Retain ALL assigned groups - None of the existing group memberships will be removed.
Remove selected groups - The selected group memberships will be removed, rest will be preserved as it is.
Retain selected groups - The selected group memberships will be preserved, rest will be removed.
Remove directly assigned Microsoft licenses - All directly assigned microsoft licenses will be unassigned from the user. If it is unchecked, we will not touch any directly assigned licenses.
Note: For Hybrid AD flows, the checkbox "Remove directly assigned Microsoft licenses" will only be visible when the 'Entra ID Security Groups' option is selected on the application page.
Give another user access to OneDrive - An employee's OneDrive can be shared with another user upon termination. For more information click here.
Convert user mailbox to shared mailbox - Mailbox of employee will be converted to shared mailbox upon termination. For more information click here.
In a multi-domain controller setup, when selecting the 'Retain selected groups' and 'Remove selected groups' option under 'Handling of group memberships', you can select Groups for any of the base DNs in your AD.
Delete account after the aging period
- User account will be deleted from Identity Platform after the specified aging period. Only the terminated employee account which match the criteria will be deleted. If none of the criteria matches, then default aging period will be selected.
Exclude Employee Attributes on Terminating - The workflow would update employee attributes on termination if any attributes changed in HR platform. You can select not to change some attributes on termination.
Leave¶
An organisation can have multiple type of leave for their employees. Hire2Retire supports multiple type of leaves to choose from. Each type can be configured to specify employee's access differently for different leave types based on the requirement.

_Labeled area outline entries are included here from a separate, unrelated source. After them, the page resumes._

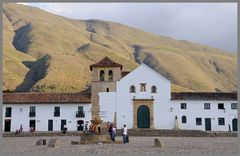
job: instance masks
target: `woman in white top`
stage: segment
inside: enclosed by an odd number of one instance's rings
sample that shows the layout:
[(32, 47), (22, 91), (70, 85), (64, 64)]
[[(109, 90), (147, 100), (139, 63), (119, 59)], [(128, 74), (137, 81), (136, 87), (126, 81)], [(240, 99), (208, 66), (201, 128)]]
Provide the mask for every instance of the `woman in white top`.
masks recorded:
[(123, 143), (127, 143), (127, 127), (126, 125), (123, 125)]

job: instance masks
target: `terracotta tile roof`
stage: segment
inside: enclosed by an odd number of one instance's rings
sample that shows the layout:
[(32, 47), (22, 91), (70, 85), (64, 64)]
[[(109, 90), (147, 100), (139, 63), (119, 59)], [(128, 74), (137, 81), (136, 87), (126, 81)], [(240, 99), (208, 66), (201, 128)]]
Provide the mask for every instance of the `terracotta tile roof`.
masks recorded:
[(172, 92), (171, 100), (237, 100), (236, 92)]
[(87, 93), (3, 93), (3, 104), (91, 103)]
[(121, 64), (114, 62), (109, 57), (105, 57), (102, 60), (100, 60), (99, 62), (90, 65), (91, 71), (92, 71), (92, 67), (120, 67), (122, 70), (123, 66)]
[(128, 73), (130, 73), (130, 71), (122, 71), (121, 76), (124, 77), (124, 76), (126, 76)]

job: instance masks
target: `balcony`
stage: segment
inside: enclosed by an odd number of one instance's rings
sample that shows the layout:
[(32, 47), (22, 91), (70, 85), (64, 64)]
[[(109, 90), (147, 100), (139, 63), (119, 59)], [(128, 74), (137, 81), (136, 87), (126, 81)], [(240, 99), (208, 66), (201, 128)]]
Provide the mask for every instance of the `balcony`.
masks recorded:
[(29, 117), (36, 117), (36, 112), (29, 112)]
[(77, 111), (76, 112), (76, 118), (85, 118), (85, 112), (84, 111)]

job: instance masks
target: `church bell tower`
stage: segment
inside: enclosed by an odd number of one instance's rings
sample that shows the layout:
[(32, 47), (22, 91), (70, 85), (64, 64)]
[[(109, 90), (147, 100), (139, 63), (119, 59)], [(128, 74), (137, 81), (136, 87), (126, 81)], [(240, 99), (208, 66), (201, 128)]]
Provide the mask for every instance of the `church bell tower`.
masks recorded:
[(100, 119), (99, 92), (115, 92), (116, 81), (121, 78), (122, 65), (105, 57), (90, 65), (92, 71), (92, 119)]

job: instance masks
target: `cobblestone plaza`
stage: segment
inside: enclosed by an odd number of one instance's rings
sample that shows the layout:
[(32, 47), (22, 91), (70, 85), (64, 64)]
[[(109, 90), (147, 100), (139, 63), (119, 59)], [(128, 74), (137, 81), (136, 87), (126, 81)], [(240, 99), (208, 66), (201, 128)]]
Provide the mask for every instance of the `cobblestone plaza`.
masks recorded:
[[(47, 142), (53, 137), (4, 137), (2, 149), (8, 154), (236, 154), (237, 137), (131, 137), (128, 144), (89, 144), (71, 145), (78, 141), (77, 136), (57, 136), (60, 144), (55, 148), (36, 146), (37, 140), (44, 138)], [(162, 147), (154, 147), (154, 138), (158, 138)], [(117, 140), (121, 140), (117, 137)], [(13, 148), (9, 148), (13, 147)]]

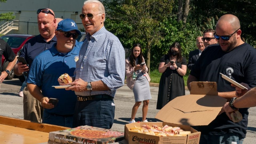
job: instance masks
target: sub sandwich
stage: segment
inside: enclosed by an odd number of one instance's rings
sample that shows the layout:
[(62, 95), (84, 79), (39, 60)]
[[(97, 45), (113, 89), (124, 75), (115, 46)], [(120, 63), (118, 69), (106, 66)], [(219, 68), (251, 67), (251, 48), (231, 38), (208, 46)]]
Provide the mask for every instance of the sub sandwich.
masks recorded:
[(63, 82), (66, 84), (68, 83), (72, 82), (72, 81), (71, 80), (71, 78), (70, 77), (69, 75), (69, 74), (65, 73), (61, 75), (59, 78), (60, 79), (62, 80)]
[(240, 122), (243, 119), (242, 114), (237, 110), (235, 110), (230, 113), (230, 116), (232, 118), (232, 121), (234, 122)]

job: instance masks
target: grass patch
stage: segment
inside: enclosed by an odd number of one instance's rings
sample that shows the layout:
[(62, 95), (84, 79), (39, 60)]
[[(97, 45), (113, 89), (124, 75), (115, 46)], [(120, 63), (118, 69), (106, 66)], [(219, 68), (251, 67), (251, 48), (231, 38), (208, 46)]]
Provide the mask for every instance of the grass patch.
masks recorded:
[[(150, 78), (151, 80), (150, 82), (153, 83), (159, 83), (160, 81), (160, 78), (162, 75), (162, 73), (159, 73), (158, 70), (154, 70), (150, 71)], [(188, 75), (183, 76), (183, 79), (184, 79), (184, 82), (185, 83), (185, 86), (187, 86), (187, 77)]]

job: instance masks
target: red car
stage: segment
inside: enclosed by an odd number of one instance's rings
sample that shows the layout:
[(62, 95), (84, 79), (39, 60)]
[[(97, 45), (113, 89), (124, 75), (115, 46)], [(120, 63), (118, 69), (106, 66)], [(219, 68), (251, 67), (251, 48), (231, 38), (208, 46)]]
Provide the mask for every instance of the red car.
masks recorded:
[[(13, 51), (16, 55), (19, 55), (19, 51), (22, 48), (29, 39), (34, 37), (33, 35), (22, 34), (11, 34), (3, 35), (0, 38), (5, 41), (11, 47)], [(5, 60), (5, 58), (3, 55), (2, 57), (2, 65), (1, 71), (3, 71), (6, 69), (9, 62)], [(11, 71), (9, 75), (6, 77), (7, 79), (11, 79), (14, 77), (13, 69)]]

- Long-Term Leave: Long-term leave refers to an extended period off from work, usually beyond a few weeks or months. It could be due to medical reasons, maternity/paternity leave, sabbaticals, or other personal reasons. It is the general type of leave and is currently supported in Hire2Retire
- FMLA (Family and Medical Leave Act): FMLA is a federal law in the United States that entitles eligible employees of covered employers to take unpaid, job-protected leave for specified family and medical reasons with continuation of group health insurance coverage under the same terms and conditions as if the employee had not taken leave.
- Legal Leave: Legal leave refers to type of leave that is granted to an employee as required or protected by law. This could include leave for jury duty, military service, voting, or other legally mandated absences.
- Security and Disciplinary Leave: Security and Disciplinary leave is a type of leave that is imposed as a result of disciplinary action taken against an employee for misconduct or violation of company policies.
According to the leave types chosen, you can configure the below properties. You can configure one or many type of leaves according to the usage.
If you have selected an ATS System then you will not be provided with the leave operation.
Disable User - (Optional) Select the Disable User checkbox to terminate the user.
Choose OU - Choose OU, which you want to configure for an employee which is on long term leave. You can choose "Do not change OU" from the dropdown if you do not want to change an OU.
Handling of Groups Memberships¶
Retain ALL assigned groups - None of the existing group memberships will be removed.
Remove ALL assigned groups - All the existing group memberships will be removed.
Retain selected groups - The selected group memberships will be preserved when an employee is on long term leave, rest will be removed.
Remove selected groups - The selected group memberships will be removed when an employee is on leave, rest will be preserved as it is.
In a multi-domain controller setup, when selecting the 'Retain selected groups' and 'Remove selected groups' option under 'Handling groups memberships', you can select Groups for any of the base DNs in your AD.
Exclude Employee Attribute - If you want any data that should not be updated, then you can check those attributes from the multi-select checklist when you leave an employee.